BRUNSWICK — A member of the citizen’s group advocating for rehabilitation of the Frank J. Wood Bridge is independently appealing a recent state and federal review that recommended replacing the bridge.
The Friends of the Frank J. Wood Bridge, however, is not filing a formal appeal because group President John Graham said the battle for the so-called “Green Bridge” can still be won.
“They’re not taking the bridge down,” he said. “I don’t get in fights I can’t win.”
Graham said Tuesday that the group agrees with member Phinney White’s complaint that the Maine Department of Transportation and Federal Highway Administration insufficiently considered rehabilitation during a review of the bridge’s historic character.
But based on findings from that review, state and federal officials still believe that replacing the 85-year-old truss bridge, which carries Route 201 between Brunswick and Topsham, is the more cost-effective option, based primarily on figures from engineering firm T. Y. Lin International.
The bridge was found to be in “poor condition” by the FHA due to steel deterioration, which prompted the DOT to begin evaluating the structure in 2015.

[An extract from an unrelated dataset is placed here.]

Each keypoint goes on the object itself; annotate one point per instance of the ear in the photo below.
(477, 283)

In April 2016, it announced its intention to replace the bridge, triggering a series of reviews that are continuing.
In late June, the DOT and FHA made public their preferred alternative for replacement – a new steel girder bridge along an upstream alignment – based on findings from the past year.

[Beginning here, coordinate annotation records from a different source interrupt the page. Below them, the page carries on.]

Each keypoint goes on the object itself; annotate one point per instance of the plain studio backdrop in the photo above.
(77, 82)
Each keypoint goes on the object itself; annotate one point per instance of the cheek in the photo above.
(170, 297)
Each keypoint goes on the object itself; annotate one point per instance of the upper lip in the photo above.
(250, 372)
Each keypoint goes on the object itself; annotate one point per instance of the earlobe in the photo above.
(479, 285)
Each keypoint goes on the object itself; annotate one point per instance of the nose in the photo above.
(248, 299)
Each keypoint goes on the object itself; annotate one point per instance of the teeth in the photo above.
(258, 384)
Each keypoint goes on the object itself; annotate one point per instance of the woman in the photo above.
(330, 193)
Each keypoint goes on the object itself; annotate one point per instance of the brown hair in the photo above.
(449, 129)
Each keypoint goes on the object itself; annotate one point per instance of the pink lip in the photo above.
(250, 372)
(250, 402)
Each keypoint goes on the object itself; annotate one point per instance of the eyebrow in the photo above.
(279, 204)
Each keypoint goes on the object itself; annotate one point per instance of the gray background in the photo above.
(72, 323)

The Friends criticized the decision on Facebook, but Graham said it isn’t a blow to their cause.
He said he has more faith that another ongoing review will stop the plans for replacement.

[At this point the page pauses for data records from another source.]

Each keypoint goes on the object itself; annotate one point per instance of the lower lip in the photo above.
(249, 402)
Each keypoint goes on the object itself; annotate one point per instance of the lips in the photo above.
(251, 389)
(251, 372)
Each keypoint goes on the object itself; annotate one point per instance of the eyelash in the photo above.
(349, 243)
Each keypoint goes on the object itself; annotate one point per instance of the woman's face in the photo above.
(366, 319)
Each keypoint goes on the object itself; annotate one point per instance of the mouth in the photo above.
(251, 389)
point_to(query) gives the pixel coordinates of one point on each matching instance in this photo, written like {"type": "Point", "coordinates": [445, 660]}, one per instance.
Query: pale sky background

“(That’s) the law that actually has teeth,” Graham said, distinguishing it as a substantive review of historic properties, whereas the earlier review has a more procedural and advisory role in the process.
Yet he also acknowledged that the Friends’ argument is based on limited access to details of the state’s decision-making process and cost figures.
Graham also said while he believes the Friends have slowed the DOT, it’s been hard to gather the resources and information to put up an adequate challenge.
“The process has been a really big struggle about transparency, trying to get details,” Graham said, specifically a breakdown of the engineering analysis that explains why the state believes rehabilitating the bridge is cost-prohibitive.
DOT spokesman Ted Talbot said those numbers can be found on the agency’s website: http://bit.ly/2viYMHW.
Graham said those numbers aren’t detailed enough for what he would like to do, which is hire an independent consultant to evaluate the cost of rehabilitating the bridge.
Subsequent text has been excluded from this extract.